Kuros Charney
By Britt Gambino
Gotham teacher Kuros Charney fell in love with the theater by way of film. While studying at USC’s film school, he took a directing course in which the professor asked, “Have you ever thought about writing plays?” His natural ability for crafting character and dialogue—what Kuros calls the “essence of a play”—inspired him to take the leap from the screen to the stage.
And that’s not the only leap he’s made. Kuros has also sat in the director’s chair. When he’s deciding how to direct a play, Kuros looks for clues in the script. For this reason, he calls himself “a writer’s director.” (In other words, a director who is very faithful to the words on the page.) He works with actors to bring other writers’ characters to life, and vice-versa. Kuros has had many positive experiences working with directors who have done due diligence to his own work. “I’ve listened to them [directors] talk to actors and reveal things about the story that I didn’t even think of!” Kuros says. “It’s what drives me to this form—your writing is going to be performed, so you’re always inherently collaborating.”
Collaboration is indeed one the unique aspects of playwriting. “When you’re writing a novel,” Kuros says, “you think you have total control, but you can’t control what the reader is thinking or their visions. In a drama, an actor is kind of doing this extra work to get certain things across to an audience.” For example, an actor has the ability to give his or her character physical attributes (in the form of mannerisms, movements, or speech patterns, etc.) that can be difficult to convey solely on the page. Because a theatrical production is the result of a group effort, a playwright has some advantages over a prose writer. For one, he can engage in discussions with the entire creative team about various decisions.
Kuros notes the main challenge for those new to playwriting: all the action has to be contained to the theater itself. “Were you picturing this on a stage or in the real world?” is a question Kuros frequently has to ask his students. “When you’re
reading a play, you have to be able to imagine all the action occurring on a stage,” he says. “You don’t have the same kind of liberty that you do with a screenplay.”
Simultaneously, it can be said there isn’t quite as much room for collaboration on a big budget film as there is in an Off-Broadway theater—or a theater anywhere for that matter. Kuros points out vibrant scenes in other cities around the country—San Francisco, Chicago, L.A., and Minneapolis. Outside the US, Kuros turns to London, which is considered the theater hub of the entire UK. But our neighbors across the pond have a distinct advantage: most of the UK is only a few hours away from the capital. “Because we’re [the US] so large, theater is inherently a regional art form,” Kuros explains. “Here, you’re really engaging with individual communities.”

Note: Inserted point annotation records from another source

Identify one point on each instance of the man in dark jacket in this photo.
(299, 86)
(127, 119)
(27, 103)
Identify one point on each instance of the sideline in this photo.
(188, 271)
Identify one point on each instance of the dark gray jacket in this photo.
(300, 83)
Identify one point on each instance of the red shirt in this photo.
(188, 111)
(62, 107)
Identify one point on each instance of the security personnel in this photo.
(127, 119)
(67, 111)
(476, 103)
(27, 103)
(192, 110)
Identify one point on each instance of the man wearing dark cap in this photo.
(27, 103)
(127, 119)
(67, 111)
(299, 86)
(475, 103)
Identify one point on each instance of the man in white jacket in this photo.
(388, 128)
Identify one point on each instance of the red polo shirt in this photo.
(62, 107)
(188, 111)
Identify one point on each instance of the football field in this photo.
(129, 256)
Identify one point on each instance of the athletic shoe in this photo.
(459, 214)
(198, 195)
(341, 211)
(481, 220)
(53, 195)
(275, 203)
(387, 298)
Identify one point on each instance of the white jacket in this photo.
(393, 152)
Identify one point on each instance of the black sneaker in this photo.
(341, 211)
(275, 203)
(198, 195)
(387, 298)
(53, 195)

Ironically, even as theaters have grown across the country, there are still some who believe the art is dying. But that doesn’t faze Kuros. “I’ve been hearing theater is dead for as long as I’ve been alive,” he says. “The real question is what makes people
say theater is a dying art form? Is it because of money? Because it’s not as lucrative as film or television? We might as well tear down MoMa, the Met.”
Kuros asks, “Does art always have to serve the largest audience? No, because that’s not culture—that’s mass culture. I don’t think anyone would want to live in a world like that. Different art exists for different people.”
Currently, Kuros is at work on a play that explores his Iranian background. (His mother left Iran in the mid-1960s to pursue a medical internship in New York where she would become a physician and meet Kuros’s father.) He’s interested in delving into the society and culture that many Americans know little about. Between his mother and extended relatives, Kuros will have many different stories to tell.
“We’re always saying ‘write what you know,” Kuros says, “but I think ‘know what you write’ would be a better maxim.”